This Article proceeds in six Parts. Part I chronicles the United States' turbulent history with opioids and pain management as well as its law enforcement-driven, supply-side response to the nation's drug overdose crisis. Part II details the implementation of PDMPs across the country as law enforcement surveillance tools that aim to root out opioid pill mills, doctor shopping, prescription drug fraud, and the diversion of controlled substances.

Part III explains the nature and advent of PDMP risk scores and their use to diagnose and treat patients. Part IV subjects PDMP risk scoring platforms to a data science critique and evaluates their potential impact on various classes of patients. As the Section details, Narx Score algorithms likely produce artificially inflated risk scores for marginalized patients, including women and racial minorities with complex, pain-related conditions; poor, uninsured, under-insured, and rural individuals; and patients with co-morbid disabilities or diseases, including substance use disorder and mental health conditions. Narx Scores, therefore, may exacerbate discrimination against patients with complex medical conditions by generating flawed, short-cut assessment tools that incentivize providers to deny these individuals indicated treatment.

Part V argues that the U.S. Food and Drug Administration (FDA) has the legal authority to regulate PDMP risk scoring platforms as medical devices. The FDA has developed a framework for regulating software as a medical device (SaMD) but has failed to apply that framework to PDMP platforms. This Article concludes by arguing that the FDA should apply its SaMD framework to PDMP risk scoring platforms to determine their safety and effectiveness and, thereby, fulfill the agency's legal mandate to protect patients.

[. . .]

The United States is currently embroiled in an exponentially expanding illicit drug overdose crisis. Substantial evidence indicates that proprietary PDMP risk scoring software has exacerbated the crisis and disparately impacted the treatment and health outcomes of various classes of marginalized patients. Research also raises serious questions regarding the validity of propriety PDMP risk scoring platforms.

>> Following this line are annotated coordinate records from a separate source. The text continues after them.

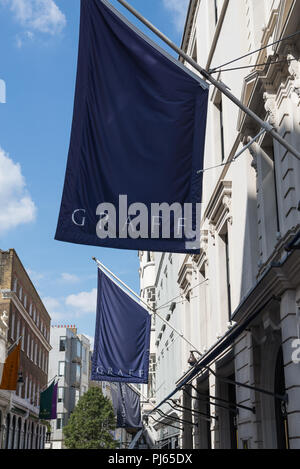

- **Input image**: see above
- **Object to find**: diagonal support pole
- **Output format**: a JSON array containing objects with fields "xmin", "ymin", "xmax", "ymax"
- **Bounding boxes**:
[
  {"xmin": 93, "ymin": 257, "xmax": 201, "ymax": 355},
  {"xmin": 118, "ymin": 0, "xmax": 300, "ymax": 161}
]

Congress has vested the FDA with the legal duty to regulate proprietary PDMP risk scoring software and the agency concedes that such oversight is a priority. The FDA also has adopted a framework to evaluate the safety and effectiveness of predictive diagnostic software. There is, therefore, no excuse for the agency to continue to sit on its hands and permit clinical reliance on unregulated and unverified PDMP risk scores to the potential detriment and needless suffering of countless marginalized patients.


Associate Dean for Faculty Research and Development, Professor of Law, and Director, Center for Health & Pharmaceutical Law, Seton Hall University School of Law.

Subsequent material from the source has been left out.